星期天早上,我们一家五口,来到了被列为“保存建筑”的武吉知马火车站,一起温习那一段缥缈如烟却又新鲜如昨的日子。

温柔敦厚的阳光,含蓄深沉地铺在那一小段被刻意保留的铁轨上,我们的记忆,就好像纷飞的鸟儿,扑棱扑棱地飞往不同的方向……

马来亚铁道公司的轨道和火车站,落成于30年代。在长达80年的漫长岁月中,列车就成了新马两地百姓和货物往来的主要交通工具。

这一条长长的火车轨道,可说是我一条坚韧的“感情线”。

我诞生于怡保,8岁南迁新加坡之后,每年都和父母亲乘搭火车回乡探亲。行程长达12个小时,那时,既无手机,也没有平板电脑,该如何消磨这段冗长的时间呢?爸爸自有办法。他给我们带书,厚厚薄薄的故事书一大摞,一点也不嫌累赘。我们津津有味地读,一本接一本地读,车厢里书香氤氲。其他搭客纷纷和爸爸开玩笑:“你是不是要带你的孩子们上京考状元?”在火车“轰隆轰隆”的单调声响中,我的目光与文字绻缱相缠,迸发出绚烂的火花。从那个时候起,我就明确知道,文字是最好的旅伴。一直到今天,我足履天涯时,必定携书同行。

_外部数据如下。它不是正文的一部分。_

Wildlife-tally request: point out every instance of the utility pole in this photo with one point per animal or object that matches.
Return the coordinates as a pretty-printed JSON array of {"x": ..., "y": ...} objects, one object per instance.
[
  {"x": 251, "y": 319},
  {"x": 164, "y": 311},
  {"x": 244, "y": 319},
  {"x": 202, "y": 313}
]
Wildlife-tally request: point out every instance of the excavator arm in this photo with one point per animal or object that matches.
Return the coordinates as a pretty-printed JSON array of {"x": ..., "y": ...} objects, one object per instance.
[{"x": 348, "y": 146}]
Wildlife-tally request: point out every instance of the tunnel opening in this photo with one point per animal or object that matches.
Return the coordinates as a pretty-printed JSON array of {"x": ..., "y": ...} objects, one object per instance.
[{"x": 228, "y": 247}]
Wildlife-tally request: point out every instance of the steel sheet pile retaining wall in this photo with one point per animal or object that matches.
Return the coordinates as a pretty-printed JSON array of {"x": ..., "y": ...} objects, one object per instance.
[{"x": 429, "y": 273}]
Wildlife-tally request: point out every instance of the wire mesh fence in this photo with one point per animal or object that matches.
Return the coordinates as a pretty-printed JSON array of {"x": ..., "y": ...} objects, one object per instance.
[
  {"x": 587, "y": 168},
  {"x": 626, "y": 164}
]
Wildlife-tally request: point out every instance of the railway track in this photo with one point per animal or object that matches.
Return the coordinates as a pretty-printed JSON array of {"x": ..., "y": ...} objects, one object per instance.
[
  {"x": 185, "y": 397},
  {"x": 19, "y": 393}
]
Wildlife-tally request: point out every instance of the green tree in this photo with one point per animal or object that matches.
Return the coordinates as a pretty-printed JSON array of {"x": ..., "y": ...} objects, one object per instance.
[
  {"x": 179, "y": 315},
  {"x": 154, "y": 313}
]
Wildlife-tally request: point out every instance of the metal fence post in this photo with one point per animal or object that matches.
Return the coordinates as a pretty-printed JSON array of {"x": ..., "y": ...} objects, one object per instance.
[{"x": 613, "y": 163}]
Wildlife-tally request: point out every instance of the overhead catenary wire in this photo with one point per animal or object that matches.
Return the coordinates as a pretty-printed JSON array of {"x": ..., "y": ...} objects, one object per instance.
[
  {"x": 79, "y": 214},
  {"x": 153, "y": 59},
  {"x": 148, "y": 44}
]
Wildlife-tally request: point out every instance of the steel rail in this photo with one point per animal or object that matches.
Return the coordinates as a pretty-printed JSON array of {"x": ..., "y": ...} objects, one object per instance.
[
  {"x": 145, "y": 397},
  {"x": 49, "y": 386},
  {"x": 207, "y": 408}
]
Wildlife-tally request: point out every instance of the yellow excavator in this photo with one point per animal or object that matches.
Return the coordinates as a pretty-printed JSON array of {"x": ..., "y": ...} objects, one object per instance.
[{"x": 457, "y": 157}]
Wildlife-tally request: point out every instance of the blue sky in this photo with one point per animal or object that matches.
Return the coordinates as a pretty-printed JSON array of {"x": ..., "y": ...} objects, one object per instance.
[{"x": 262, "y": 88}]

后来,家里经济好转,爸爸买了轿车,每年的探亲,便由汽车代步了。

后来,年长一辈的亲人一一亡故,我们也很少回返怡保了。

正当我和火车渐行渐远的当儿,却又因为碰巧与怡保人共结连理而得以和火车重续前缘。

长子泥泥出世后,我从事新闻采访工作,泥泥交由住在怡保的婆母照顾。每隔两三个月,我便乘搭火车去看他。火车,成了亲子联系的一条钢索。两岁过后,泥泥回返身边,弟弟妹妹相继出世,我也由无冕皇帝转执教鞭。我利用每年的两次长假出国旅行,出国之前,就让孩子们乘搭火车去怡保,和婆婆共享天伦乐。

这天,泥泥问我:“妈妈,那一年,我才14岁,您怎么放心让我独自带着9岁的弟弟和7岁的妹妹乘搭长途火车迢迢地回返怡保呢?”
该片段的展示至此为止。